The cast, already having knocked out audiences in Southampton, Manchester and Bristol, will prepare to move on to conquer Edinburgh, Liverpool and then Dublin in the New Year. All except John Owen-Jones, that is.

He thought he'd be playing Jean Valjean on tour. He and his attractive red-haired fiance Teresa Chilton sold their small flat in Surrey so that they could spend more time together on the road.

But instead of tearing up audiences at Edinburgh's Playhouse Theatre in September, the 27-year-old actor from South Wales will be singing the role at London's Palace Theatre.

He leaves the Alhambra production two weeks early - his last performance will be on August 15 - for a month's break before resuming the role he'd always wanted to play, and actually first played at the Palace Theatre.

"It's like playing Henry V or Hamlet. A lot of actors want to do that because they are heavyweight parts. There's a lot less competition if you can act and sing because fewer actors can sing," he told me.

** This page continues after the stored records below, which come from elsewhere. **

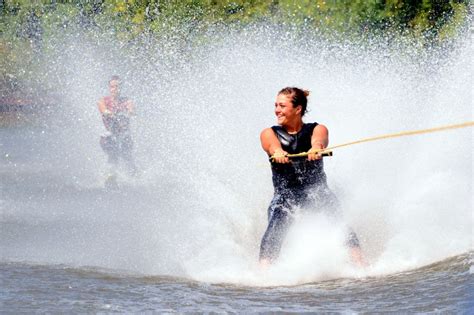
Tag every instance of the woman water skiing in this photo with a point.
(297, 182)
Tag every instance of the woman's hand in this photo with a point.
(313, 154)
(280, 156)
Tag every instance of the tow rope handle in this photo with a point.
(323, 153)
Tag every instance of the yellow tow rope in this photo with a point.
(328, 151)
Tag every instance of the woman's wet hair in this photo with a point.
(298, 97)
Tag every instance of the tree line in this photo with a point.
(27, 26)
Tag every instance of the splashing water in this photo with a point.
(199, 208)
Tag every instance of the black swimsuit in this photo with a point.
(298, 183)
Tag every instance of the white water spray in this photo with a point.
(199, 208)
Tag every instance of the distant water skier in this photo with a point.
(117, 143)
(299, 182)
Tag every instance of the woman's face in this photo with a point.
(284, 110)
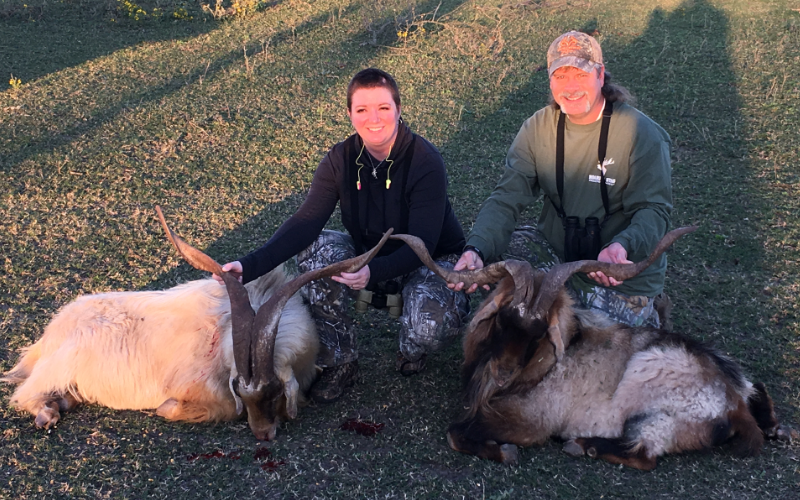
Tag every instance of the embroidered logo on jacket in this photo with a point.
(603, 168)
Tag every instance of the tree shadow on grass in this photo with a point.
(70, 34)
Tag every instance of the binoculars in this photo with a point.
(581, 243)
(385, 296)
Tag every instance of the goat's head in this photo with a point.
(253, 381)
(503, 337)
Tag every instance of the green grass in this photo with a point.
(223, 124)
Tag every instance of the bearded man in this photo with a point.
(604, 170)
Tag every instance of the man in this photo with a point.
(620, 177)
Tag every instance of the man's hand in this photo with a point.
(471, 261)
(614, 254)
(235, 268)
(357, 280)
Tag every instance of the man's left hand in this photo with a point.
(615, 254)
(357, 280)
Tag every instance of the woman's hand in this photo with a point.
(357, 280)
(471, 261)
(235, 268)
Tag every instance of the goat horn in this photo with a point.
(268, 315)
(242, 314)
(559, 274)
(488, 275)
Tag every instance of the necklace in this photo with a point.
(374, 167)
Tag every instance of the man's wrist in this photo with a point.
(474, 249)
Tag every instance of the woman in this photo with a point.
(383, 176)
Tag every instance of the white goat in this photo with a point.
(182, 351)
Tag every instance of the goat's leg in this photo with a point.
(616, 451)
(761, 407)
(197, 410)
(489, 449)
(49, 409)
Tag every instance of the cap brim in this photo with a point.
(575, 62)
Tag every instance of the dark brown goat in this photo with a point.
(624, 394)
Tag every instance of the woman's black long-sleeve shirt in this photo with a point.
(415, 203)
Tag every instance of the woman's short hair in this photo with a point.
(371, 78)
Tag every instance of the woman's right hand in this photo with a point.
(235, 268)
(471, 261)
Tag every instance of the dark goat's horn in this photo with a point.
(242, 314)
(560, 273)
(268, 315)
(488, 275)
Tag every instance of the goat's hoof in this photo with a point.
(168, 409)
(452, 442)
(47, 416)
(509, 454)
(573, 448)
(784, 433)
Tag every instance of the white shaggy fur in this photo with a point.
(170, 350)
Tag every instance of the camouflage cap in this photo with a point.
(574, 49)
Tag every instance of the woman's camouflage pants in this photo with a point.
(527, 243)
(432, 313)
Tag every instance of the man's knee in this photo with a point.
(329, 247)
(432, 315)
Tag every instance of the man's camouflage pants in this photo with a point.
(527, 243)
(432, 313)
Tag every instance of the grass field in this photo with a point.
(223, 122)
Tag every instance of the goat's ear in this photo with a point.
(232, 382)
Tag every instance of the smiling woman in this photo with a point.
(383, 176)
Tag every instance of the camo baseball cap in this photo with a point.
(574, 49)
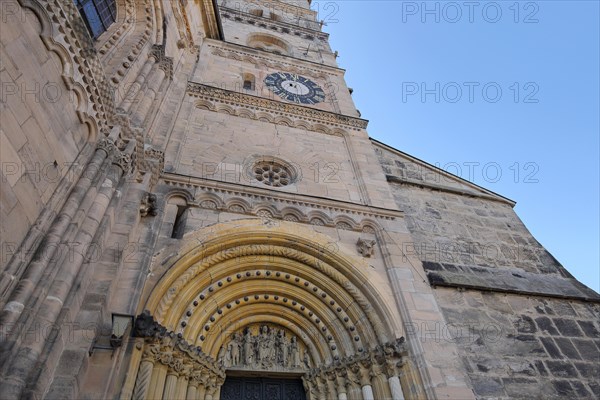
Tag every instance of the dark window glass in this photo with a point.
(97, 14)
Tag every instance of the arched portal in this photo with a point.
(267, 297)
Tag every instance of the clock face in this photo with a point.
(295, 88)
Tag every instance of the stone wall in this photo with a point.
(467, 236)
(521, 347)
(528, 329)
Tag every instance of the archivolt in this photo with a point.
(253, 271)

We were sitting in a little room off the foyer of Shipley's new Holiday Inn Express Hotel, which he had been invited to open. One unforeseen consequence of that was that he had to listen politely to a suited gentleman's unsolicited opinions of Andrew Lloyd-Webber's musicals. Les Misrables is the Alhambra's biggest show since 1994, when Lloyd-Webber's Cats had them purring in the aisles.

Although singing runs through the male side of the Owen-Jones family, John never considered it as a career until starting youth theatre at the age of 16.

He graduated from London's Central School of Speech & Drama with a BA in Acting in 1994. Within a year he was playing the role on which he'd set his heart - the youngest actor ever to do so.

"I went to London to do Les Mis. In fact I auditioned for the part and got it. I was this green kid," he said, waving his hands in the air as though sketching a line round the starry-eyed child he used to be. Now he's a seasoned pro, having devoted the last two years to the part.

It was in London that he met Teresa, a trained teacher from Croydon. She was filling in as a dresser in the theatre when they met three years ago. They plan to marry in July next year.

The hangers-on whom the theatre attracts tend to be mesmerised by the glamour of it all. They see only the effect of a part, not the hard work that goes into creating it and, above all, maintaining it.

By the time he leaves Bradford, John Owen-Jones will have played Jean Valjean the thick end of 80 times at the Alhambra, that's eight shows a week including matines on Wednesdays and Saturdays. The thought of going through that emotional mincer eight times a week makes me wince.

"You cannot think of it like that," John Owen-Jones declares with amiable emphasis. "You have to take each show as it comes. If I thought 'I have to do this show eight times a week' I would go mad. Some days you just forget you're acting and that's a good thing. You can think about a part too much; it's better to become a part.

"Peter Corry, who plays my nemesis Inspector Javert, and I compete against each other on stage. If he's having a great night I try to go one better."

Occasionally something extra special happens and he goes through that invisible wall which separates art from life - that realm where art actually seems more real than life. Fortunately, he doesn't waste time contemplating why this happens; he only knows that it does. The road to ruin - ostentatious acting - probably lies in trying to make it happen.

John Owen-Jones has signed up to play Valjean until May 1999 at least. He could go on playing it for the next ten years in all probability, for audiences the world over show no signs of tiring of the mighty Les Mis - proving that tragedy is not depressing but uplifting.

My guess is he won't. The other side of the security which comes from a nice long run is that an actor risks being typecast; he may spend the rest of his career struggling like a fish to escape the net he has made for himself.